Re: [PATCH] fs: inode: Reduce volatile inode wraparound risk when ino_t is 64 bit

From: Amir Goldstein
Date: Sat Dec 21 2019 - 03:43:24 EST


On Fri, Dec 20, 2019 at 11:33 PM Darrick J. Wong
<darrick.wong@xxxxxxxxxx> wrote:
>
> On Fri, Dec 20, 2019 at 02:49:36AM +0000, Chris Down wrote:
> > In Facebook production we are seeing heavy inode number wraparounds on
> > tmpfs. On affected tiers, in excess of 10% of hosts show multiple files
> > with different content and the same inode number, with some servers even
> > having as many as 150 duplicated inode numbers with differing file
> > content.
> >
> > This causes actual, tangible problems in production. For example, we
> > have complaints from those working on remote caches that their
> > application is reporting cache corruptions because it uses (device,
> > inodenum) to establish the identity of a particular cache object, but
>
> ...but you cannot delete the (dev, inum) tuple from the cache index when
> you remove a cache object??
>
> > because it's not unique any more, the application refuses to continue
> > and reports cache corruption.
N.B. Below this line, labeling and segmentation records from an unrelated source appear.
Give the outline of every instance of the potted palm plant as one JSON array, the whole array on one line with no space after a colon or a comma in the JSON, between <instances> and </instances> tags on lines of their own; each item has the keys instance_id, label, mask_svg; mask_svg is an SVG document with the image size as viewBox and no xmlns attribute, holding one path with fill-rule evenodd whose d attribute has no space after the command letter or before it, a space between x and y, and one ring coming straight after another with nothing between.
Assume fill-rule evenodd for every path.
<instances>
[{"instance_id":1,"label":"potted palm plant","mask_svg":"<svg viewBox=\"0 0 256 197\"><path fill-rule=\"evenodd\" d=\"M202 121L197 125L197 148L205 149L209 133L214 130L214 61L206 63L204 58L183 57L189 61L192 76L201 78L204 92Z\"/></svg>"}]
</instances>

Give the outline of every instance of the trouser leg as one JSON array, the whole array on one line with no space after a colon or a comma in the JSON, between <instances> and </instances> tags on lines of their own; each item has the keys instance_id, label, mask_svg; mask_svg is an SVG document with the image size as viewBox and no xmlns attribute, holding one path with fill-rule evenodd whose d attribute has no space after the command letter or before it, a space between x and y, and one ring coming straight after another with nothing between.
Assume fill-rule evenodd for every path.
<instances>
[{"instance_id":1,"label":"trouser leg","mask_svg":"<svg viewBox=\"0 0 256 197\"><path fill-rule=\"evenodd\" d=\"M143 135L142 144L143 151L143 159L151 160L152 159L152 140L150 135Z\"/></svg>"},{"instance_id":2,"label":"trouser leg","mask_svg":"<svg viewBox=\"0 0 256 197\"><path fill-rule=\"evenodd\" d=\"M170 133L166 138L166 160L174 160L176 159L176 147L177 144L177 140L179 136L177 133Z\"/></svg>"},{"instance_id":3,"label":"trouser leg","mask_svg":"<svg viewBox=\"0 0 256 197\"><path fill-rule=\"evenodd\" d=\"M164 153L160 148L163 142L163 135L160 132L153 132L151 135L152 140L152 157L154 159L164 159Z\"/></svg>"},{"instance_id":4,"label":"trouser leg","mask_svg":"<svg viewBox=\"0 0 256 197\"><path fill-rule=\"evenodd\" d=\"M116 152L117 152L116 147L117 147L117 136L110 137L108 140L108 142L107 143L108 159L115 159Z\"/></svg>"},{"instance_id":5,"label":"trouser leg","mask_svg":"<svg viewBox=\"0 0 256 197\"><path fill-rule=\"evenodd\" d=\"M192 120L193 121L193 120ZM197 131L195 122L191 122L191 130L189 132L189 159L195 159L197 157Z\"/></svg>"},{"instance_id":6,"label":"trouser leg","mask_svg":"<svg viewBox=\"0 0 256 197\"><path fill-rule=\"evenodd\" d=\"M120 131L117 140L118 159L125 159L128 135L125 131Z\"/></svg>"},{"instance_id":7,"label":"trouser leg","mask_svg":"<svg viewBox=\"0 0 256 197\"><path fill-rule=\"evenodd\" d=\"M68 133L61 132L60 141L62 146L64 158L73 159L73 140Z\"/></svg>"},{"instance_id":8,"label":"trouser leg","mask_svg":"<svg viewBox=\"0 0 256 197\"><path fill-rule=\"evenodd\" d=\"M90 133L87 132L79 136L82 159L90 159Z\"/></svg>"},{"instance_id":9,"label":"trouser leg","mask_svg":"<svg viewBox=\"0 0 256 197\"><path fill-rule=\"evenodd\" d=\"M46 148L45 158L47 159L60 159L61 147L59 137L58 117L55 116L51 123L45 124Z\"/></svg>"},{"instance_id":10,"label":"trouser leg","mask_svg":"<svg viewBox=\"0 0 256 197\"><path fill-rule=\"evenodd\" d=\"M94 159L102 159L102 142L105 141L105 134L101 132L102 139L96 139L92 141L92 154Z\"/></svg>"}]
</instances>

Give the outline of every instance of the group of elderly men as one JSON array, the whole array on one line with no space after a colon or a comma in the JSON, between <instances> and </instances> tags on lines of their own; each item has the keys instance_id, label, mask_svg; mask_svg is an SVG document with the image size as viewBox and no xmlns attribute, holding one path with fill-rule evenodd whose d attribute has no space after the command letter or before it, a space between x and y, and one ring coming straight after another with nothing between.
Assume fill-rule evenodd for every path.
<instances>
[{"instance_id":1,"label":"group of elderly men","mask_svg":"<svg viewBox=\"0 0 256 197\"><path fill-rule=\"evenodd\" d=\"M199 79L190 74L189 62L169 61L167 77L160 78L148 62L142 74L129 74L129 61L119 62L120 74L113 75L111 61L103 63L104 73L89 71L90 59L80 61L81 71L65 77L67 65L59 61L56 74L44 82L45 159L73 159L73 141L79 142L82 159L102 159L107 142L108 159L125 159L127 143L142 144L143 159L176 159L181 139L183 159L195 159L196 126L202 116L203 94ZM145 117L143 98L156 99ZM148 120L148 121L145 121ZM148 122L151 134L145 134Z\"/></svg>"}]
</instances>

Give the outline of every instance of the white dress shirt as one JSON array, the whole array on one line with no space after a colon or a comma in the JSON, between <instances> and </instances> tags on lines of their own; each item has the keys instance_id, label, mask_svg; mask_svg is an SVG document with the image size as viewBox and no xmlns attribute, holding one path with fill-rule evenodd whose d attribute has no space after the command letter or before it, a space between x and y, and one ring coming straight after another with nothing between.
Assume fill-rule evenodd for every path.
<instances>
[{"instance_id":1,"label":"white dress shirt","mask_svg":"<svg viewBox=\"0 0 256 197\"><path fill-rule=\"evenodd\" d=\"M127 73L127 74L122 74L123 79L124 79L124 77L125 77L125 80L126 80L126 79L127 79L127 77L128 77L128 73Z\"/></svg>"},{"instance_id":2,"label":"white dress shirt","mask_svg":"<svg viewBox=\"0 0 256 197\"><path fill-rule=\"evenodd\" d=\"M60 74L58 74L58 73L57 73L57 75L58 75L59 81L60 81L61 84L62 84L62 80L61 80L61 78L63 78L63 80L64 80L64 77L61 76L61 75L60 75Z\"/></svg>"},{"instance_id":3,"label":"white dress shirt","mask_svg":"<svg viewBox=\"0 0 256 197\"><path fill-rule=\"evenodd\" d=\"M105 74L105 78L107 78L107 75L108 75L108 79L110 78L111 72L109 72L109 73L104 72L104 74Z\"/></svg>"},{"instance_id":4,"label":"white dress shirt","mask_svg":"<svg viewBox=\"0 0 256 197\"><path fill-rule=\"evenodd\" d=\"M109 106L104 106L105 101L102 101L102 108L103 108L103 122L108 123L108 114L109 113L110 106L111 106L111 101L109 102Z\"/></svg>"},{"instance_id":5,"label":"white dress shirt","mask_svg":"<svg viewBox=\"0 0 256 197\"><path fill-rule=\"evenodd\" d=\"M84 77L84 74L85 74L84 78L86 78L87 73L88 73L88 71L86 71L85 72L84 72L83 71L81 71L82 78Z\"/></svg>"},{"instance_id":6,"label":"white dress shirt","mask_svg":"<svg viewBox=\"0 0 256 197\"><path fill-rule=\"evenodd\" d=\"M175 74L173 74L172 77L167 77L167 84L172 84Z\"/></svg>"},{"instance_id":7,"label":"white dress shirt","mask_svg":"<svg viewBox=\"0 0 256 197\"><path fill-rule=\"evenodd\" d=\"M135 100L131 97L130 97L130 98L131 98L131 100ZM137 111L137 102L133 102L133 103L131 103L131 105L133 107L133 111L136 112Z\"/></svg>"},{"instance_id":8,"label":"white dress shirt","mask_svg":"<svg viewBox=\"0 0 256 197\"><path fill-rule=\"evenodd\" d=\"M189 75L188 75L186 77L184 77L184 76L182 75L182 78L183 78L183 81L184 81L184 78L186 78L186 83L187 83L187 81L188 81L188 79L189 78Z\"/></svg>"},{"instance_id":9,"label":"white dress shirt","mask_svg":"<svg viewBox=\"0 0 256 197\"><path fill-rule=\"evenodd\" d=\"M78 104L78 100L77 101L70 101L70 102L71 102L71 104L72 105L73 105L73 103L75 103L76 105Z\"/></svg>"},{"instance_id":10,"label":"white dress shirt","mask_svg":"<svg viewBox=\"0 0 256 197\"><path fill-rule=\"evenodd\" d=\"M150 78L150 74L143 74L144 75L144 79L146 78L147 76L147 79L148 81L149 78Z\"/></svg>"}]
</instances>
Even worse, sometimes applications may not
> > even detect the corruption but may continue anyway, causing phantom and
> > hard to debug behaviour.
> >
> > In general, userspace applications expect that (device, inodenum) should
> > be enough to be uniquely point to one inode, which seems fair enough.
>
> Except that it's not. (dev, inum, generation) uniquely points to an
> instance of an inode from creation to the last unlink.
>

Yes, but also:
There should not exist two live inodes on the system with the same (dev, inum)
The problem is that ino 1 may still be alive when wraparound happens
and then two different inodes with ino 1 exist on same dev.

Take the 'diff' utility for example, it will report that those files
are identical
if they have the same dev,ino,size,mtime. I suspect that 'mv' will not
let you move one over the other, assuming they are hardlinks.
generation is not even exposed to legacy application using stat(2).

Thanks,
Amir.